Passent les vagues, l’amour demeure.
La première mort qui ouvre le film est celle d’une renaissance : le deuil de Lucy lui permet enfin de vivre par elle-même et de prendre sa vie en main. Femme de caractère, elle assume son désir bovaryen d’aventure avec force et conviction et se met dès le départ à l’écart de la communauté des hommes : c’est contre sa belle-famille, ou l’agent immobilier qu’elle conforte ses choix, contre la peur coutumière des spectres qu’elle provoque la conversation avec le capitaine acariâtre. Veuve solaire, Lucy inonde de sa présence une maison hantée qu’elle illumine de vie, d’esprit et d’initiative.
Lors de la première montée d’escalier, magistrale de fluidité et de maitrise, Mankiewicz métaphorise avec lenteur et solennité la pénétration dans l’univers intime de cet homme, par l’arrivée de la caméra sur la maquette de son navire. Car c’est bien par les objets que le capitaine se manifeste d’abord : le tableau, au visage si étrangement lumineux dans la pénombre, et la longue vue ne cessent de l’affirmer : Lucy est observée.

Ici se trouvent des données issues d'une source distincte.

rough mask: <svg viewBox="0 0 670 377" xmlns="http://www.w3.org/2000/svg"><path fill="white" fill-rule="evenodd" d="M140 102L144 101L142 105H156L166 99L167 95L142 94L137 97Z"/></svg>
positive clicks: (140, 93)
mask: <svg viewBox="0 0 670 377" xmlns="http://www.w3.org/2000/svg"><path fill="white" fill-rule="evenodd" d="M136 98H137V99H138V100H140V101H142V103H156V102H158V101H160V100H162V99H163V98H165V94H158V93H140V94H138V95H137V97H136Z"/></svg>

Ce regard, qu’elle attendait tant, va devenir la parenthèse enchantée de sa vie. Au grès de dialogues impertinents et à la répartie ciselées comme seule la grande comédie américaine sait en écrire, les jeux verbaux instaurent une complicité d’une délicatesse impressionnante, comme cette scène où Lucy cache le tableau pour se déshabiller, tandis que le capitaine lui fait malicieusement remarquer qu’il l’a regarde quand même, et quand il le souhaite.
Réponse au désir secret de Lucy d’un amour total, idéal et immatériel, cette liaison utopique et rêvée accroit néanmoins sa mise à l’écart du monde. L’insistance sur les cloisons, les fenêtres, les portes, dessine une superbe alcôve, un écrin modeste et de velours pour le plus secret, car le plus beau des amours possibles. A plusieurs reprises, un point de vue extérieur permet de voir Lucy parler seule, et prendre pour elle les interventions intempestives de l’encombrant mais indispensable fantôme…
Le projet le plus intelligent du récit consiste alors en la réalisation d’une œuvre littéraire, qui garantit autant la fusion du couple qu’elle lui permet une ouverture sur le monde.
C’est dès lors l’attirance pour l’extérieur qui prend le dessus : la plage, le soleil, la ville, la pluie qui ne bat plus au carreau mais suppose, en pleine rue, la main d’un homme pour l’abriter sous un parapluie. Ce retour au réel sonnera paradoxalement comme un cauchemar rutilant, et l’adieu du fantôme qui refermera comme un rêve la parenthèse enchantée d’une année d’amour parfait. Au cours d’une scène poignante d’un adieu en forme de déclaration d’amour, la capitaine s’efface de la conscience de Lucy comme il le fait du champ de vision du spectateur, délaissé de cet idéal amoureux qu’on savait tous éphémère, mais auquel on avait fini par croire.
L’épilogue qui suit est probablement l’un des plus beaux du cinéma sentimental. La fuite du temps, matérialisée par les vagues sur le poteau gravé du prénom de la fille de Lucy, fait inexorablement son œuvre, et l’on redoute autant qu’on commence à souhaiter la délivrance finale qui permettrait l’avènement du rêve. Cette mélancolie, portée à un point d’intensité sublime par la musique de Bernard Herrmann, glisse lentement sur une destinée qui entérine l’échec du réel dans l’attente du retour à l’idéal.
En rejoignant son amant éternel, Lucy accède à la légende et renverse le bovarysme par la victoire du romantisme : l’abri du monde mortifère, clos, théâtral et magnifiquement littéraire n’est certes pas le lieu des vivants, mais bien celui du sublime.
Lucy avait commencé à vivre par son veuvage, et, tout en apprenant à aimer, se sera préparée à mourir.
Hollywood, usine à rêve et génie de l’utopie, n’a jamais aussi bien réussi à associer illusions mythologiques et émotions humaines.